Northern Cardinal
 Photo  Photo Northern Cardinal Photo
Northern Cardinal Photo Northern Cardinal Photo Northern Cardinal Photo
Northern Cardinal Photo

General description.

Also called simply, Cardinal, this unmistakable bright red bird is abundant throughout central and eastern part of the United States. Known best for school mascots and the most common state bird (7), the cardinal is so abundant, it ofter goes unwatched. But, the beautiful red cardinal is actually marvelous to observe in the backyard and takes greedily to bird feeders, feeding readily from most feeders. The cardinal can get pretty animated when other cardinals feed. Interestingly, they are less aggressive with other birds. The whistle of the Cardinal is one of the more prominent bird voices, with as many as 25 unique songs.

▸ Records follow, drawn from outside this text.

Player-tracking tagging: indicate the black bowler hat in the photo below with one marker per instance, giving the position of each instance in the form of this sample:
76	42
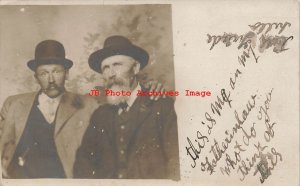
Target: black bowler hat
117	45
49	52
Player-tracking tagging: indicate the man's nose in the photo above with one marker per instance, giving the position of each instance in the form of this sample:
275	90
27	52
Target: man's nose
111	73
51	78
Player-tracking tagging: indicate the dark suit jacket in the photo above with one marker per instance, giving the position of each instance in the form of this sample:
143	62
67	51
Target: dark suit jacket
152	148
72	119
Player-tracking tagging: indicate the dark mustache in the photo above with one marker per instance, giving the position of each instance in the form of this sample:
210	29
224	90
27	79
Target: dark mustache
115	82
52	85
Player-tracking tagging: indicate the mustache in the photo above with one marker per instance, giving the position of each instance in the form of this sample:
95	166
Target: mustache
51	86
115	81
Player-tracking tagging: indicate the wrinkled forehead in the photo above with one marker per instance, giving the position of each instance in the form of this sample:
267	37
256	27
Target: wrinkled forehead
118	59
49	67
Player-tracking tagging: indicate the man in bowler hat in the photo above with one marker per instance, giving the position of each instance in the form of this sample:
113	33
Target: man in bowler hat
42	130
131	137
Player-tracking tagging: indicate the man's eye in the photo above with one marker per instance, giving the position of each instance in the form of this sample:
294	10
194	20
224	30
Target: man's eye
43	74
117	64
57	71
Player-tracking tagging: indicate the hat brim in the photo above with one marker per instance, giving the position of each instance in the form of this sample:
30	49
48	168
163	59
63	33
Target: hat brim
33	64
96	58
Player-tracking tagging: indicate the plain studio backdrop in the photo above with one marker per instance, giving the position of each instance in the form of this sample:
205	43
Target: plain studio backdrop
176	36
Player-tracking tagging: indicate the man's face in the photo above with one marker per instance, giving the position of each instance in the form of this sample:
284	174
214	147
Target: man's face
51	78
119	74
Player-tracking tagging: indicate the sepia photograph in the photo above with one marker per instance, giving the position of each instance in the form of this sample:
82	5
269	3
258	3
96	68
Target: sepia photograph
149	92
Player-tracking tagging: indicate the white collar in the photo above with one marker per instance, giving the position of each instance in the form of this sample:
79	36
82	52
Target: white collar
133	95
43	98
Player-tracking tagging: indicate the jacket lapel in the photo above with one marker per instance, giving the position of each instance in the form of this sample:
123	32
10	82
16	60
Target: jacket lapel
69	104
138	113
24	108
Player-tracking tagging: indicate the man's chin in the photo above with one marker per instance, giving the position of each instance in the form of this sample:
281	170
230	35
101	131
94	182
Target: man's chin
115	100
53	93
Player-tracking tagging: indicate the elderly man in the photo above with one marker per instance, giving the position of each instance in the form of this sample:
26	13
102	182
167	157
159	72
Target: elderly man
42	130
131	137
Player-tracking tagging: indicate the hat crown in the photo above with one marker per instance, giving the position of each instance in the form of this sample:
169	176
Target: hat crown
49	49
116	41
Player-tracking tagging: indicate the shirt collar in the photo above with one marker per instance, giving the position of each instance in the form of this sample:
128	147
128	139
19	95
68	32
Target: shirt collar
133	95
44	98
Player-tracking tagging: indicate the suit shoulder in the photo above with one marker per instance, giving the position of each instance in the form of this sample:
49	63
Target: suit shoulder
18	97
81	101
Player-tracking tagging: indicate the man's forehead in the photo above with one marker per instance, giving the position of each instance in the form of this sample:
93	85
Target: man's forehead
117	58
49	67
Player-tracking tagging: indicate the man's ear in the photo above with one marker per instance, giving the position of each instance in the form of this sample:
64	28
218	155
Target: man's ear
35	77
136	67
67	74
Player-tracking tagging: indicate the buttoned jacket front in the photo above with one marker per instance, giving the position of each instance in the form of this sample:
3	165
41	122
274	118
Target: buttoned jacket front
72	118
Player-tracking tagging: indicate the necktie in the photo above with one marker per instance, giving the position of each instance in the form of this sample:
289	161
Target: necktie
123	106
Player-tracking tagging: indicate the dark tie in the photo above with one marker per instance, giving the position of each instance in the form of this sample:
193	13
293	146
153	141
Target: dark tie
123	106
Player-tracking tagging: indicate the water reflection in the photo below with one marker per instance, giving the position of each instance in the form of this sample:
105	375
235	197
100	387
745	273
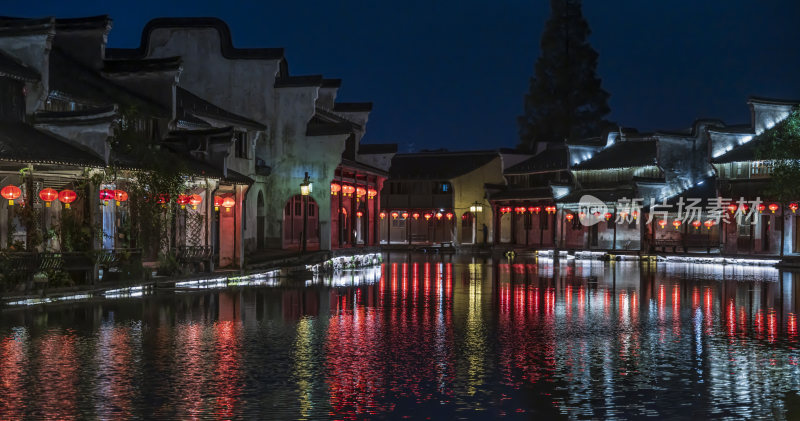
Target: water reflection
446	337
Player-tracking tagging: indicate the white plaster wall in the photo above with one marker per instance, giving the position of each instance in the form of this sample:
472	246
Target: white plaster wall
34	51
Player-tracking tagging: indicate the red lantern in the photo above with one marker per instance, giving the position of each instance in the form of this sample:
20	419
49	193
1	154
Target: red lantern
163	199
183	200
106	195
66	197
11	193
120	196
195	200
228	203
48	195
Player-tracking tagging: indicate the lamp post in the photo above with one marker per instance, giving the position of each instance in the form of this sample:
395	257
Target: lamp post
475	208
305	190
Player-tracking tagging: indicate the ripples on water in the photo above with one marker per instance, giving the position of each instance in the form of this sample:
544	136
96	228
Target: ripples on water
417	338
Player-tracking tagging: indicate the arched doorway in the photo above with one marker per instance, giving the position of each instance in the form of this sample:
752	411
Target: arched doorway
293	224
467	228
261	220
505	228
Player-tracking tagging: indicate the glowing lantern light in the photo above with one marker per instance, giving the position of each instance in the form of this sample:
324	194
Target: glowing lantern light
120	196
195	200
66	197
10	193
47	196
106	195
163	199
183	200
228	203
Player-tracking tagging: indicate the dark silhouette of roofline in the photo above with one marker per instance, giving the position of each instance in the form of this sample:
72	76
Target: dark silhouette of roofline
226	41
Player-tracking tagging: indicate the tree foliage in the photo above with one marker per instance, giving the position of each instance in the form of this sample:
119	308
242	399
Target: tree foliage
565	99
781	144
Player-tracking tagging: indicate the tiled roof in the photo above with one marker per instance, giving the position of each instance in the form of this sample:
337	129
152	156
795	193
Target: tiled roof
537	193
438	165
552	159
189	103
78	81
24	143
226	43
13	68
625	154
377	148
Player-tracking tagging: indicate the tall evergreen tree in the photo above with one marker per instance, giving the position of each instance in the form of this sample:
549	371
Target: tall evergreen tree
565	99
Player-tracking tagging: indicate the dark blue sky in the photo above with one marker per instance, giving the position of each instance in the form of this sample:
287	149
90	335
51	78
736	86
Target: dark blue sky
452	73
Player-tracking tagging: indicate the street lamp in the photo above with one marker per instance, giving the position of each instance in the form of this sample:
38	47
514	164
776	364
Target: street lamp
475	208
305	190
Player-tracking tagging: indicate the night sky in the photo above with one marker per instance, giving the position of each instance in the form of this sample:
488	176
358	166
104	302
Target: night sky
452	74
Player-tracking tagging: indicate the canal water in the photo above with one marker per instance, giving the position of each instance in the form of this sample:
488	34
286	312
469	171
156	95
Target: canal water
438	337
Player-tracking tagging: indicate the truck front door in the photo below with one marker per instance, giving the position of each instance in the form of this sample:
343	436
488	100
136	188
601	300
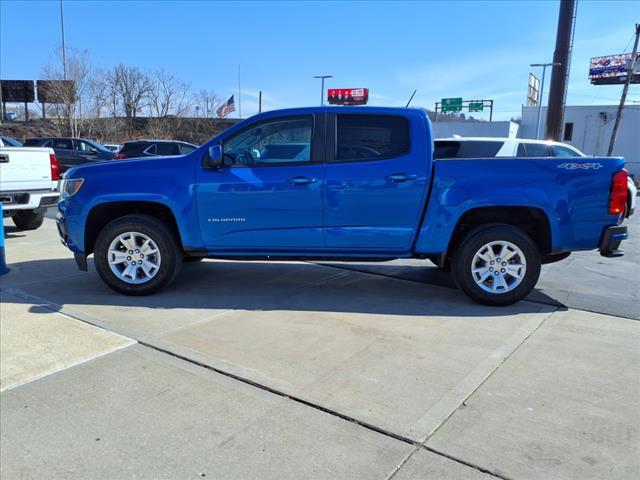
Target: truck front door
268	194
376	179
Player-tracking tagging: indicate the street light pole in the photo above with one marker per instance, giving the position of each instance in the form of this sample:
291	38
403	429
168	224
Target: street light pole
322	77
544	71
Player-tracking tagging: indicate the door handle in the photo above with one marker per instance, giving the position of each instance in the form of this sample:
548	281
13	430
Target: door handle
400	177
302	180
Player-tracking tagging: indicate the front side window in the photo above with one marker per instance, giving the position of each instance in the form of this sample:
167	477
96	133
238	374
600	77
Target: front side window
466	149
151	149
280	141
185	149
167	149
84	147
559	151
536	150
370	137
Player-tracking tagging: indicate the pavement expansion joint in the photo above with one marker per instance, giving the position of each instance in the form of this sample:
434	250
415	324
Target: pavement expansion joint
331	412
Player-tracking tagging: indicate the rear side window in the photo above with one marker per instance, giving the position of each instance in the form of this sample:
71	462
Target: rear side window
534	150
371	137
185	149
466	149
133	148
167	149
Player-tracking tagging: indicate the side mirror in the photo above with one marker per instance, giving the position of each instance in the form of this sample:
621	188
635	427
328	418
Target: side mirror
214	157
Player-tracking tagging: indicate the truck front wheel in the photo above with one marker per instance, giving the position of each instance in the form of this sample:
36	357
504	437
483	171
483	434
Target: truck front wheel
496	265
137	255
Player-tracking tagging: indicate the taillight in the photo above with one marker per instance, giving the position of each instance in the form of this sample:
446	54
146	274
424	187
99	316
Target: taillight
619	192
55	167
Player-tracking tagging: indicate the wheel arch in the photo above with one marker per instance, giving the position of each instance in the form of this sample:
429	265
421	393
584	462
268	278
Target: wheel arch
102	214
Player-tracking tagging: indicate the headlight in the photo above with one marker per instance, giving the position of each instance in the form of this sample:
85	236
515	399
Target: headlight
70	186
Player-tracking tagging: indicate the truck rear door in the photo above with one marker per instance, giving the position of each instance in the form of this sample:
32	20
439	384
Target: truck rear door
24	169
268	195
376	179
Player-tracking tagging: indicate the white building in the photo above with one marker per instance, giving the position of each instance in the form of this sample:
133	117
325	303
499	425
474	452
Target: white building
588	128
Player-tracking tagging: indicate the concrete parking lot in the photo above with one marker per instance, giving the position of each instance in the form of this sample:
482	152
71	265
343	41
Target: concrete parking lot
305	370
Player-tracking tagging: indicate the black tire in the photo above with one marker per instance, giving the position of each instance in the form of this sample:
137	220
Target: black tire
170	253
463	259
28	219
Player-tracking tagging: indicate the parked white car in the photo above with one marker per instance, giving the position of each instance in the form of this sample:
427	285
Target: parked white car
28	184
486	147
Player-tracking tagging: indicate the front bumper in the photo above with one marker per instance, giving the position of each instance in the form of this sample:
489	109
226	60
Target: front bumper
611	239
80	258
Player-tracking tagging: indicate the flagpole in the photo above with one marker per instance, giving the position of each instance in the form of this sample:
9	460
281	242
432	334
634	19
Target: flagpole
239	95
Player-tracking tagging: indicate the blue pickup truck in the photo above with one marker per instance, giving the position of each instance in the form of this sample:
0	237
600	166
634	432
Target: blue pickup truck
343	183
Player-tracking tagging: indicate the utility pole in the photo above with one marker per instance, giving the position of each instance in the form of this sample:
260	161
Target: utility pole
64	50
239	95
625	89
322	77
544	71
560	72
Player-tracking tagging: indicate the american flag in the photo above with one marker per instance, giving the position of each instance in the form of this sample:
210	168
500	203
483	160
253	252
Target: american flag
226	108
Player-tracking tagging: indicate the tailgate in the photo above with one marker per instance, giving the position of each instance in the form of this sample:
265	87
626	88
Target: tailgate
25	168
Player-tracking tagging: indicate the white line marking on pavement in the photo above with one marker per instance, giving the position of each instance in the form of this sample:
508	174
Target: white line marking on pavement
70	365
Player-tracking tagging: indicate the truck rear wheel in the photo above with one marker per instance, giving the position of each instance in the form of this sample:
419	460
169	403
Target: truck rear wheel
137	255
28	219
496	265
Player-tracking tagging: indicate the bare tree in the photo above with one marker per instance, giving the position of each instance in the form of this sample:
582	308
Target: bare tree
129	90
207	101
69	95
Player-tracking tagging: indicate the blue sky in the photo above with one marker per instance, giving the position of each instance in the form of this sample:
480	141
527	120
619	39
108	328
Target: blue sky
470	49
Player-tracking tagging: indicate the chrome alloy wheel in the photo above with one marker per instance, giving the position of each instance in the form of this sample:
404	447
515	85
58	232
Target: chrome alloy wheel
134	257
498	267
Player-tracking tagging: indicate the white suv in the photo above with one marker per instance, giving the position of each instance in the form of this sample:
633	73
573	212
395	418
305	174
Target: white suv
486	147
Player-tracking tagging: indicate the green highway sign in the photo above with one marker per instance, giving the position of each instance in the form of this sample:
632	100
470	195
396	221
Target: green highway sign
451	104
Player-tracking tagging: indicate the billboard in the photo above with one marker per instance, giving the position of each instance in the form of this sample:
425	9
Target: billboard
348	96
533	91
56	91
612	69
17	91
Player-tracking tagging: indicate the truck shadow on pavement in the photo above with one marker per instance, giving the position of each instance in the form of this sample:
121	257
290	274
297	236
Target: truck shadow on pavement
242	285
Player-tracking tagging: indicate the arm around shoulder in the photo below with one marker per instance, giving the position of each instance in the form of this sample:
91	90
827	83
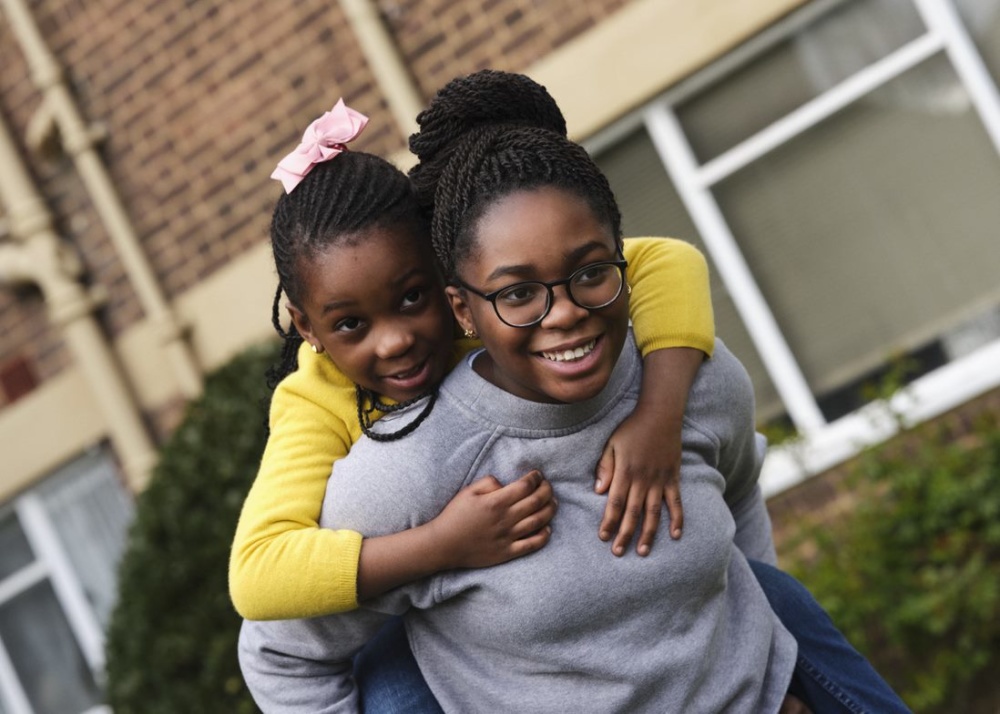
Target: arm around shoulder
282	564
671	301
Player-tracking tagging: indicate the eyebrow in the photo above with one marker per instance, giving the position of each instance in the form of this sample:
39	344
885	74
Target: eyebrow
526	271
401	280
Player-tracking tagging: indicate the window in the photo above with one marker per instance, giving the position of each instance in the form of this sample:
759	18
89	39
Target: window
59	545
840	172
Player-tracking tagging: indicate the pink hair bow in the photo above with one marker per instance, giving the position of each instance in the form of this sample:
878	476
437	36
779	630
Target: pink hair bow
324	138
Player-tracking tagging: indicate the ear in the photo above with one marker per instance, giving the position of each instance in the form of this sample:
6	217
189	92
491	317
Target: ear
460	307
302	324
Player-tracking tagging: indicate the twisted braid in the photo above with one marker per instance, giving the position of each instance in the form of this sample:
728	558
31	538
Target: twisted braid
492	162
483	99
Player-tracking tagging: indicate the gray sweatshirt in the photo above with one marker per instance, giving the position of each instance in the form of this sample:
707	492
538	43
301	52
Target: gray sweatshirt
570	628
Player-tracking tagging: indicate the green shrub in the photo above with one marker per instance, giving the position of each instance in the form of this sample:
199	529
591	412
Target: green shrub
912	574
172	639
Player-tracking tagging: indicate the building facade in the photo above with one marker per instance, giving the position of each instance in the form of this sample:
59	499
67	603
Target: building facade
838	161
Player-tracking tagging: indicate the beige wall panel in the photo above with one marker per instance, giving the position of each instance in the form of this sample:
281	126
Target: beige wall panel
231	310
47	428
641	50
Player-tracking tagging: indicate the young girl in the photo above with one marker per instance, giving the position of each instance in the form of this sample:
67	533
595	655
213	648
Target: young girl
370	324
836	674
529	240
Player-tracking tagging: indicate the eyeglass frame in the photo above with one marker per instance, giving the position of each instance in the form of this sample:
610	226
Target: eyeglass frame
492	297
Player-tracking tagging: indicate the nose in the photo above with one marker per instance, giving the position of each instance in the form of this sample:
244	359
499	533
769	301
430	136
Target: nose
563	313
393	341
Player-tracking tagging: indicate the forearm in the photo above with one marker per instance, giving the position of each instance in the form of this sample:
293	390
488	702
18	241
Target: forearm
671	303
387	562
282	564
667	376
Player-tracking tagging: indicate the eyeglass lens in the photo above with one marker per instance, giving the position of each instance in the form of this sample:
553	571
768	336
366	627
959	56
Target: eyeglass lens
592	287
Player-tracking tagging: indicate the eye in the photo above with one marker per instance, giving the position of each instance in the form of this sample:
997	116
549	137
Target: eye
521	294
593	274
348	324
413	297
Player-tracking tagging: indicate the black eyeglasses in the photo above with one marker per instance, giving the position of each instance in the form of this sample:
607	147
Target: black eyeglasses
525	304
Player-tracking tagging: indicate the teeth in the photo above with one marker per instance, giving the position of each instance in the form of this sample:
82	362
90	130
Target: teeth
570	355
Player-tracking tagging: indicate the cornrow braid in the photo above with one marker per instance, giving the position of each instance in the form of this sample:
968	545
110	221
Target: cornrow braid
335	204
492	162
483	99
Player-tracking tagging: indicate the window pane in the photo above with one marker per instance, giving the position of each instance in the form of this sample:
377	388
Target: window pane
15	551
876	231
791	73
651	207
90	511
45	655
982	21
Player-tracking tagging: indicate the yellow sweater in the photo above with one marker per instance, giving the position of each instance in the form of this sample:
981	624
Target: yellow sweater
282	564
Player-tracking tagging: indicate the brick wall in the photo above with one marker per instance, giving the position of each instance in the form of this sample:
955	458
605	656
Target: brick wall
199	101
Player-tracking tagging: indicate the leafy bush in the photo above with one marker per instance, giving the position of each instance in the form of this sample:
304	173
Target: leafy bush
912	576
172	639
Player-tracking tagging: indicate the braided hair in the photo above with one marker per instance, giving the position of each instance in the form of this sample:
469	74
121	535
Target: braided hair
335	204
485	98
486	136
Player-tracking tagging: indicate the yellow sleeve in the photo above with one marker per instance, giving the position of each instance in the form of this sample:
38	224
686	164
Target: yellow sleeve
282	564
671	301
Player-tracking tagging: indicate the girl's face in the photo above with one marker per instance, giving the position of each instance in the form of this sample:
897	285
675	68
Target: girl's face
544	234
378	309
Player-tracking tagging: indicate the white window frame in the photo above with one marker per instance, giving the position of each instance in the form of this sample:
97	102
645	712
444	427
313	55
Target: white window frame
51	563
821	444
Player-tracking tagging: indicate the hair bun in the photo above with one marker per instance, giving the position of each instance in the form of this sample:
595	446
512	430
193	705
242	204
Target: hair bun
482	99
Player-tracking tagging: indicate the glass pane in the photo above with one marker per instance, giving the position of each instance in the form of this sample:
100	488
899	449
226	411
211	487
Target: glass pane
651	207
982	21
90	511
15	551
45	655
875	232
791	73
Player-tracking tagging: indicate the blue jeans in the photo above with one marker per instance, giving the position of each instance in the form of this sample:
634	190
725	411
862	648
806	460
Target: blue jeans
389	681
830	676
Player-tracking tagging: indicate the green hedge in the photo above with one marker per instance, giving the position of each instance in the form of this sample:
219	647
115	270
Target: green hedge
911	573
171	644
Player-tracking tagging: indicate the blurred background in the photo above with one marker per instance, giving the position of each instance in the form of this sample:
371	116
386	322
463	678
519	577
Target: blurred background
838	161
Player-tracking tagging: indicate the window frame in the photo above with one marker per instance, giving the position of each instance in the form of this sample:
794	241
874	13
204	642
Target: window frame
821	444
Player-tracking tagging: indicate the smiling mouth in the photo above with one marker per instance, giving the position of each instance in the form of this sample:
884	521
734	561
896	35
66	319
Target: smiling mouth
412	372
570	355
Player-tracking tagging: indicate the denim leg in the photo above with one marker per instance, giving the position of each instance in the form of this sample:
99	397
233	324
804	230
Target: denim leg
830	675
389	680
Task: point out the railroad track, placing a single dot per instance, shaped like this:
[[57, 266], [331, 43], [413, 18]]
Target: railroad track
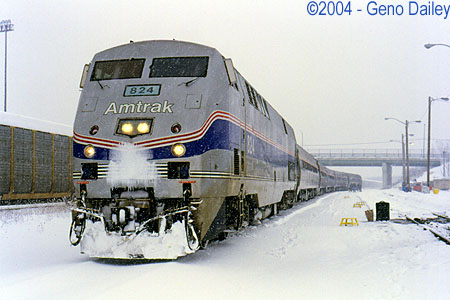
[[436, 234]]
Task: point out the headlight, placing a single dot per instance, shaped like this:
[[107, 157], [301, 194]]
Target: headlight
[[134, 127], [89, 151], [143, 128], [178, 150], [126, 128]]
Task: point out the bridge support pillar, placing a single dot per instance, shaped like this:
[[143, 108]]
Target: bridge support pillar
[[387, 175]]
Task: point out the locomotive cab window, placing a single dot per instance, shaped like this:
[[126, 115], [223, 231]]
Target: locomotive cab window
[[118, 69], [196, 66]]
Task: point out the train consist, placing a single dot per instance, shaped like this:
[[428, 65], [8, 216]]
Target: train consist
[[35, 166], [173, 147]]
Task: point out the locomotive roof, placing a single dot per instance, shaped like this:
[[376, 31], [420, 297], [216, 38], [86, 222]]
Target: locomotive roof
[[168, 43]]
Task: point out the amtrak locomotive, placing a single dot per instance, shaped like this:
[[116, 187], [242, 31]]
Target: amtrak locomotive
[[173, 147]]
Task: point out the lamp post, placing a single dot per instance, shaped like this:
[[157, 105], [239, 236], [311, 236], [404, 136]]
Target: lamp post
[[430, 100], [406, 123], [6, 26], [403, 159], [428, 46]]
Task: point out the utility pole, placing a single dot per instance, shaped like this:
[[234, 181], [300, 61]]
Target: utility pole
[[6, 26]]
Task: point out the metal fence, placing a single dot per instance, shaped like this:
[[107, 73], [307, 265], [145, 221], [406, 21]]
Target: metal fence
[[34, 164]]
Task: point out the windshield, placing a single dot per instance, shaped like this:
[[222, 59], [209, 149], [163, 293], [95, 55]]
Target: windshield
[[118, 69], [196, 66]]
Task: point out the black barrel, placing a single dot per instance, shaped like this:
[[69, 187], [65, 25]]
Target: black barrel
[[382, 211]]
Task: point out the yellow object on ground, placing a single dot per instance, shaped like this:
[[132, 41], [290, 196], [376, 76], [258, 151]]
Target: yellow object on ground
[[349, 221]]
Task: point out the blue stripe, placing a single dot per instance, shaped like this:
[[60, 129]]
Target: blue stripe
[[222, 135]]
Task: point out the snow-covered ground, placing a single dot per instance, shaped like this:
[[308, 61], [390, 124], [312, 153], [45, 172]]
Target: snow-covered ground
[[302, 253]]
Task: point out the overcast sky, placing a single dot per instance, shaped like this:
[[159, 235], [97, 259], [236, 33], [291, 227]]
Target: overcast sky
[[334, 79]]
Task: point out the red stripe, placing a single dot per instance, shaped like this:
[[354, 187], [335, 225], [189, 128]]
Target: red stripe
[[191, 136]]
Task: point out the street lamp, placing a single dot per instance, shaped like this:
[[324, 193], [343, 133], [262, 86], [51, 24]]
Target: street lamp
[[403, 158], [6, 26], [430, 100], [406, 123]]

The Cardinal does like to pass time on the ground, in the undergrowth where he sings as readily as when on a conspicuous perch. The song of the female Cardinal is softer and not as prolific. The call-note of both sexes of the Cardinal is a sharp cheep that feels like it is coming from a smaller bird. The Cardinal will typically nest in a bush, laying 3-4 eggs in April.

Female appearance.

The female cardinal is duller, with more of a brown than red crest.

Flight pattern.

Rolling flight, above bushes and shrubs with wings fluttering.

Breeding habits.

Monogamous

Population and distribution.

Range: The Cardinal is a very abundant and a common resident from the Gulf States to New York & Ohio, but you won't find them too much farther west or north.

Nesting habits.

The Cardinal Nest is saucer shaped and found in bushes and trees.

Buying feeders.

Cardinals will eat from a wide variety of feeders.